One of my favorite parts of the book is the inclusion (as chapters 15 and 16) of the transcripts of two staged debates which took place at conferences: one is on the future of quantum computing (from 2003), and one specifically on the topic of whether life utilizes non-trivial quantum effects (2004). Both debates featured good insights and a good deal of wit. At one point in the latter debate, one of the participants, Howard Wiseman, offered his definition of a non-trivial quantum effect as “something that will make a biologist want to go out and, you know, take a second year quantum mechanics course and learn about Hilbert spaces and operators, so that they understand what’s going on. (p.358)” Again, I thought about how something like the Engel, et.al. result would change the debate if it were held again today. Wiseman and Jens Eisert --another debate participant -- contributed a thoughtful paper (Ch. 17) explaining in a more organized format why they were on the skeptics’ side of the discussion.

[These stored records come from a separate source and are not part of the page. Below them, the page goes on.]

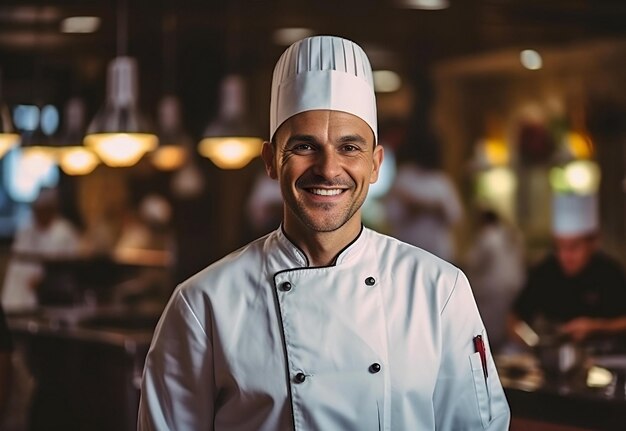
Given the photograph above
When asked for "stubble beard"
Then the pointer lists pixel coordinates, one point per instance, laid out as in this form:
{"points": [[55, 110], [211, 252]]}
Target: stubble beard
{"points": [[330, 219]]}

Stuart Hameroff gets the last word in the book, offering his positive proposals for how it all might work (Ch.18). He sees in the structure of cells, both cytoskeleton and protoplasm, features which could lead to a larger scale participatory quantum biology. As a layperson, I’m not a good one to offer judgment; my feeling is that Hameroff presents a string of plausible ideas which nonetheless link together to form a very speculative edifice. On the other hand, as far as I know he could be right! Until we have more attention on the topic we will be slow to sort through and find out which quantum biological ideas are fanciful and which are on target.
So, I second the editors of this volume in their hope that its publication will provoke further debate and help motivate experimental research into this fascinating subject.